Accadde a Bari – Per la prima volta si vota il consiglio regionale (1970)
regionale
Correva l’anno 1970. Domenica 7 giugno e il giorno seguente, i cittadini sono chiamati alle urne per eleggere il consiglio comunale, quello provinciale e per la prima volta anche il consiglio regionale.
Con la legge n. 108 del 17 febbraio 1968, sono fissati i punti dell’elezione degli enti: le Regioni.
I consigli regionali delle regioni a statuto normale sono eletti a suffragio universale con voto diretto, libero e segreto, attribuito a liste di candidati concorrenti.
L’assegnazione dei seggi alle liste concorrenti è effettuata in ragione proporzionale, mediante riparto nelle singole circoscrizioni e recupero dei voti residui nel collegio unico regionale.

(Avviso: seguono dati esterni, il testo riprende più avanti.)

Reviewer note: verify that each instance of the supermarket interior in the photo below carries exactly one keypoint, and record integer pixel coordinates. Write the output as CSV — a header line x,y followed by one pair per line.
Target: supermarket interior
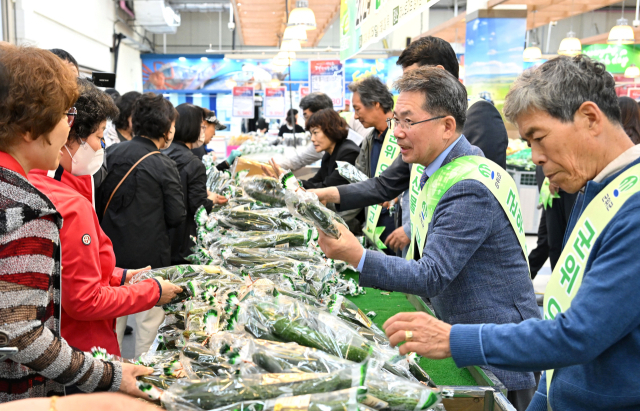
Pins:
x,y
319,205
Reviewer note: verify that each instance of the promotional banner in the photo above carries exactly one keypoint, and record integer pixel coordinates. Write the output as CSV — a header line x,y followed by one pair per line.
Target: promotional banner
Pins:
x,y
243,102
274,102
364,22
327,76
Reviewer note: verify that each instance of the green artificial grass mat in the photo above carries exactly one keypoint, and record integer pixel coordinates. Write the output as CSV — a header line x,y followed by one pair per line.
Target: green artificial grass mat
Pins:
x,y
442,372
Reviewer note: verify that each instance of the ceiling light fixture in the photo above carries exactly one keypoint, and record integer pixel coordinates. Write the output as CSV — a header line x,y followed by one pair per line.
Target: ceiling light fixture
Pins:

Ogni elettore dispone di un voto di lista ed ha facoltà di attribuire preferenze nei limiti e con le modalità stabiliti dalla presente legge.
Il territorio di ciascuna regione è ripartito in circoscrizioni elettorali corrispondenti alle rispettive province.
I consiglieri regionali rappresentano l’intera regione senza vincolo di mandato.
Eleggibilità e seggi nel consiglio regionale
Sono eleggibili tutti i cittadini che hanno già compiuto i 21 anni di età. La Regione Puglia avendo una popolazione superiore ai 3 milioni di abitanti ha diritto a 50 membri nel consiglio, a differenza della Regione Basilicata che avendo meno può contare solo su 30 membri.
La distribuzione ufficiale dei seggi per la Regione Puglia è il seguente:
Bari 18
Foggia 10
Lecce 10
Taranto 7
Brindisi 5
Sulla scheda l’elettore può votare il partito e inserire i voti di preferenza.
Per il conteggio dei voti a favore delle diverse tipologie di elezioni, è stato istallato al Ministero dell’Interno un “lettore elettronico” che dopo lo spoglio e la comunicazione dei dati, permetterà in un istante il calcolo dei voti provenienti dalle diverse sezioni e liste.